Iran (search) should stay out of Iraq's elections, President Bush said Wednesday on pan-Arab television.

"Iranians should not be trying to unduly influence the elections," Bush said of Sunday's polls in an interview with the Dubai-based satellite channel Al-Arabiya, according to a White House transcript.

U.S. and Iraqi officials have expressed fears that Iran, a Shiite Muslim-majority state on Iraq's eastern border, is trying to expand its influence through the elections, in which Iraqi Shiites (search) are expected to win the largest number of seats in a transitional national assembly.

Iran has rejected accusations it was trying to influence the elections, saying that Iraqis have made it clear they won't take orders from abroad.

Bush said he does not think the elections will produce a pro-Iranian government in Baghdad (search).

"The future of Iraq depends upon Iraqi nationalism and the Iraq character — the character of Iraq and Iraqi people emerging. You know, there's been longtime problems between Iran and Iraq, and I'm confident that Iraqi nationalism and Iraqi pride and the history of Iraq and traditions of Iraq will be the main focus of the new government, and reflect the new government," he said.

Bush also paid tribute to Iraqis and urged them to vote this weekend.

"I know thousands and thousands of Iraqis want to vote. I know they cherish the idea of being able to vote, and I hope as many Iraqis vote as possible," he said.

He said the elections presented Iraqis with a "historic opportunity."

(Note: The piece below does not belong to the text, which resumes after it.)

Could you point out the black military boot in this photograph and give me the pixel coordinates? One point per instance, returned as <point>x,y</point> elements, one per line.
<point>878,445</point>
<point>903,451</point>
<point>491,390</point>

"I'm proud of the country. I'm proud of the citizens, and look forward to the day when Iraq is democratic and free, with Iraqi traditions and Iraqi customs."

He also singled out Iraq's minority Sunni Muslim community.

"I hope all the Sunnis vote," Bush added.

Sunni leaders have called for a boycott of the polls, arguing they cannot be free and fair due to persistent violence in Iraq and the U.S. military presence.

The Sunni minority wielded great influence under ousted dictator Saddam Hussein. Many insurgents are Sunnis.

Bush expressed sorrow for the loss of life in Wednesday's crash of U.S. Marine transport helicopter in which 31 U.S. troops died.

"Today a tragic helicopter accident is a reminder of the risks inherent in military operations," the president said. "But I am convinced we're doing the right thing by helping Iraq become a free country, because a free Iraq will have long-term effects in the world."

Views among Iraqi Shiites toward Iran range from hate to devotion. Despite 60 percent of Iraq's 26 million people being Shiite, many harbor resentment toward Iran over the bloody 1980-88 war between the countries in which 1 million people died. Many Iraqis also accuse Iran of sponsoring this country's rampant insurgency.

But many Iraqi Shiites, who were suppressed under Saddam's three-decade rule, also look to Iran's Shiite establishment for religious guidance.